Eventos como los descritos no son una realidad exclusiva de nuestro país. Son síntoma de lo que ocurre diariamente alrededor del mundo, asociado a los efectos extremos del clima, tales como escasez, inundaciones, aumento de las temperaturas o cambios en los patrones de lluvia producidos por el cambio climático. Estos fenómenos extremos están impactando el ciclo del agua, alterando los patrones habituales en distintos lugares del mundo, generando afectaciones en los ecosistemas, flora y fauna, así como en la vida cotidiana de las personas.
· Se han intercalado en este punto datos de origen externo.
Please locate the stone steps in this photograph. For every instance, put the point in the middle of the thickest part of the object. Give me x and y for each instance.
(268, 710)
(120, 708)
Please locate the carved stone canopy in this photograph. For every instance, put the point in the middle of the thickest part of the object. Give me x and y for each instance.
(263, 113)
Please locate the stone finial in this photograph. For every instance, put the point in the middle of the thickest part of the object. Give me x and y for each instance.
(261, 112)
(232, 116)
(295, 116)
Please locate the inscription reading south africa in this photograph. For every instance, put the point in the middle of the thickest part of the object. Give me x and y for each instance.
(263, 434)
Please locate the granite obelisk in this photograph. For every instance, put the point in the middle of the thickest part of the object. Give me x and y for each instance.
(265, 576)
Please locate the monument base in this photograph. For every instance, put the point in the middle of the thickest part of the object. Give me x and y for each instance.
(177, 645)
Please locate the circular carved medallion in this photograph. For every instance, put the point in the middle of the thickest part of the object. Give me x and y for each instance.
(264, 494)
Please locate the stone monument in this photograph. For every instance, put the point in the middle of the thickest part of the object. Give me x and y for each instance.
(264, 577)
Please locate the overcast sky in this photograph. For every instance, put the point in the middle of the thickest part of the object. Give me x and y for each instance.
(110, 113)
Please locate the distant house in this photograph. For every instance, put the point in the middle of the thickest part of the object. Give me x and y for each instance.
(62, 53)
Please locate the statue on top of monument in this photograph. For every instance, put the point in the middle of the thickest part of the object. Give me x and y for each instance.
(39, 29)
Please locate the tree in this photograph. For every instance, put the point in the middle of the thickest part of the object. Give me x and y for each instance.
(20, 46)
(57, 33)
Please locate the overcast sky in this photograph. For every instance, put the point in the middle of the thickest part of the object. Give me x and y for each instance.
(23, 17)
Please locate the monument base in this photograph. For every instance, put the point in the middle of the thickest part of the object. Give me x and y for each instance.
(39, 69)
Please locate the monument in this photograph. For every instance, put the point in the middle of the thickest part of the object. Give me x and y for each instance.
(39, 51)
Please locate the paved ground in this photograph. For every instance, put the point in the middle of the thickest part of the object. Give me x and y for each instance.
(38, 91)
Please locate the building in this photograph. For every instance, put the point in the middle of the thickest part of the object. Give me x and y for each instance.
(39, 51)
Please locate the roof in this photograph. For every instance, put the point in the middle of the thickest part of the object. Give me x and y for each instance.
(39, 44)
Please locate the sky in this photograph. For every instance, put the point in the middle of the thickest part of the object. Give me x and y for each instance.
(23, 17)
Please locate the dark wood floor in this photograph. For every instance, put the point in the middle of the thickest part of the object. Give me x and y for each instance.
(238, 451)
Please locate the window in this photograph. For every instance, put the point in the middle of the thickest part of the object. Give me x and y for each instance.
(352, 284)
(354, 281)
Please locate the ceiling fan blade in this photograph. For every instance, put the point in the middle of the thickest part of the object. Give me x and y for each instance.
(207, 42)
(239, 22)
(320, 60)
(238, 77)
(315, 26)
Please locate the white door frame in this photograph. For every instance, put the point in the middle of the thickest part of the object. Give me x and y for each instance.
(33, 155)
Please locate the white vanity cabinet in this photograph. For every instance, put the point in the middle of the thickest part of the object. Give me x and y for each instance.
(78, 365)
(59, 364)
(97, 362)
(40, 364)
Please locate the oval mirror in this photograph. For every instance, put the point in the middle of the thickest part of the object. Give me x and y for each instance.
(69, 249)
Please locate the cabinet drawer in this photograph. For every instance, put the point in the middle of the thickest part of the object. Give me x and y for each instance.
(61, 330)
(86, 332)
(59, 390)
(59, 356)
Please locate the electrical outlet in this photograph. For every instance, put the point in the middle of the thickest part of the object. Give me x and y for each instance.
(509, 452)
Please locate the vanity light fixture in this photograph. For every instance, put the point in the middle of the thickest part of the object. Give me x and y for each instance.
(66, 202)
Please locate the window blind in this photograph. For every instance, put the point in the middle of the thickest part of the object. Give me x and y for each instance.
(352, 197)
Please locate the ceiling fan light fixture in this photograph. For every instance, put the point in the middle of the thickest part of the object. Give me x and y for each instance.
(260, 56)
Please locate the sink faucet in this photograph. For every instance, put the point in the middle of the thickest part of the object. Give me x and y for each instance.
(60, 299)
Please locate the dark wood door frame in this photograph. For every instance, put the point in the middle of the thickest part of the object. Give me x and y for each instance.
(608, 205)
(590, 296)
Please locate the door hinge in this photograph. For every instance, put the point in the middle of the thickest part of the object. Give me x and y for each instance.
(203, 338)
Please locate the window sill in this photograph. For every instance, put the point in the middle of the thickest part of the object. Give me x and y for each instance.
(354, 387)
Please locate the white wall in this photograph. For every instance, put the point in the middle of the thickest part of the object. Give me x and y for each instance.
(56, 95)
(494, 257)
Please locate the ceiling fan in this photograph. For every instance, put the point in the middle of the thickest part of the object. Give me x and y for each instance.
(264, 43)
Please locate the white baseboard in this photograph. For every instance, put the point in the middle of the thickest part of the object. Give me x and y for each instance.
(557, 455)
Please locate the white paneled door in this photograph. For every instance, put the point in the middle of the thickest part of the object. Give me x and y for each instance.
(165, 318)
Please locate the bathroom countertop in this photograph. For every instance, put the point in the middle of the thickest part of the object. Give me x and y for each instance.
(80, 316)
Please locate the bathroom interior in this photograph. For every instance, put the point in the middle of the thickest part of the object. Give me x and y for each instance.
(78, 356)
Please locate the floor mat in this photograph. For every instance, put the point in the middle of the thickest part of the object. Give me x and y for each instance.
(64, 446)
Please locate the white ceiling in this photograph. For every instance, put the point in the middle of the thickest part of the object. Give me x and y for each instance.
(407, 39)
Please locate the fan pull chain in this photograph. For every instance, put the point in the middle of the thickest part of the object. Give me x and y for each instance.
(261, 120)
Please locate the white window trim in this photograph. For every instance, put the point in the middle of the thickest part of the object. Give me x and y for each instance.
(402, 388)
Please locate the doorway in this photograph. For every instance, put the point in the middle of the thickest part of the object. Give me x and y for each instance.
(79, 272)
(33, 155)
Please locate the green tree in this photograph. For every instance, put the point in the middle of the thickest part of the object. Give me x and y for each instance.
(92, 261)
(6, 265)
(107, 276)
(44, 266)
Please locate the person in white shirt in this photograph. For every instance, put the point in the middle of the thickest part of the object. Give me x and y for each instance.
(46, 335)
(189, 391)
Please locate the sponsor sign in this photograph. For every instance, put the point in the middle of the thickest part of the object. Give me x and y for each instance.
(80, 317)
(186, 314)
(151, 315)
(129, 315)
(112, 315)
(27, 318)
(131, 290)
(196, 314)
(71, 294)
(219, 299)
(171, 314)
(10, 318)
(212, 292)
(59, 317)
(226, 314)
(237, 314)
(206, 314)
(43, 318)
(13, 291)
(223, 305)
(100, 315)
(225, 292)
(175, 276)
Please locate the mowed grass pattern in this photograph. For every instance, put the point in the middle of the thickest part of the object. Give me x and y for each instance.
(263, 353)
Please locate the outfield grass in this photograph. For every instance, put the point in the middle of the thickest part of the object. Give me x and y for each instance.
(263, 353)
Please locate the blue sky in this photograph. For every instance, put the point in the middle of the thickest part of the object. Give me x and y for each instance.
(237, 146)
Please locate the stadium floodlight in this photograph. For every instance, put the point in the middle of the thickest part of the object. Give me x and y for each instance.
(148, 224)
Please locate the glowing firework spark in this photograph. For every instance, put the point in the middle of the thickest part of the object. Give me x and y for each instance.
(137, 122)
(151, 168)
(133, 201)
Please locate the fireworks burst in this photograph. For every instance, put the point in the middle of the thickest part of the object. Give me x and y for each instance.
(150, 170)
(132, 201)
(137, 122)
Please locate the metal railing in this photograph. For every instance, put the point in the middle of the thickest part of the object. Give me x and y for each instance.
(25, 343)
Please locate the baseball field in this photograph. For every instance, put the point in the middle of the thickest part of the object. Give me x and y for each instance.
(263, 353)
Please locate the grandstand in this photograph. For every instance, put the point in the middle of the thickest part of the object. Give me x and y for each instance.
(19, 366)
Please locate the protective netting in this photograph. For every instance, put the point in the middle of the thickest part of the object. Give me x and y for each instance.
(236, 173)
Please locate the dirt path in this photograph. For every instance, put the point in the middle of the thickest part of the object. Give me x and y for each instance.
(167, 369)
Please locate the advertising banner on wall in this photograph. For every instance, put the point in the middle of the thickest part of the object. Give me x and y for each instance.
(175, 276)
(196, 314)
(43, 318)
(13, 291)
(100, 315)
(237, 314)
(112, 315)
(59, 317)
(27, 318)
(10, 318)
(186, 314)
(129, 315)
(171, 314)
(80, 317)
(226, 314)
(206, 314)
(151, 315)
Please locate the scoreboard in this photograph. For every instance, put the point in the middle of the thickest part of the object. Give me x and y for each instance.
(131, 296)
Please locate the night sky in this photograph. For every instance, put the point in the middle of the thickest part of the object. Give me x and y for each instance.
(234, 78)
En muchos casos, estas últimas deben migrar debido a la falta de agua o inundaciones que cambian los patrones de los ríos o de la recarga de los acuíferos del sector.
En este sentido, a fin de aminorar la vulnerabilidad y fortalecer la resiliencia de nuestros sistemas e infraestructura hídrica, debemos avanzar o transitar decididamente desde una visión fragmentada centrada en la generación de soluciones para un grupo específico de usuarios del agua (e.g.: consumo humano urbano, riego, minero), hacia una coordinada, que comprenda la urgencia del desafío al que nos enfrentamos. Este desafío requiere actuar con rapidez para enfrentar esta nueva condición de severidad, imprevisibilidad y aumento sostenido de fenómenos extremos e inciertos, los cuales, además, incrementan la presión y los conflictos sociales por el acceso al agua alrededor del globo, y que son palpables en varias localidades de nuestro país. La planificación entre los distintos usuarios no se limita únicamente a la distribución de las aguas en una cuenca, microcuenca o sección de río, sino que también implica definir qué infraestructura hídrica se requiere y cómo se construye. Esto debe hacerse incorporando las necesidades múltiples de los usuarios de un área geográfica determinada y pensando a largo plazo, desde los datos asociados a la disponibilidad efectiva del agua, la variabilidad del ciclo hidrológico desde la nueva normalidad y el establecimiento de un metaconcepto que logre articular las más de 40 agencias con competencia en agua: ¿seguridad hídrica?, ¿gestión integrada del agua? o ¿gestión adaptativa del agua?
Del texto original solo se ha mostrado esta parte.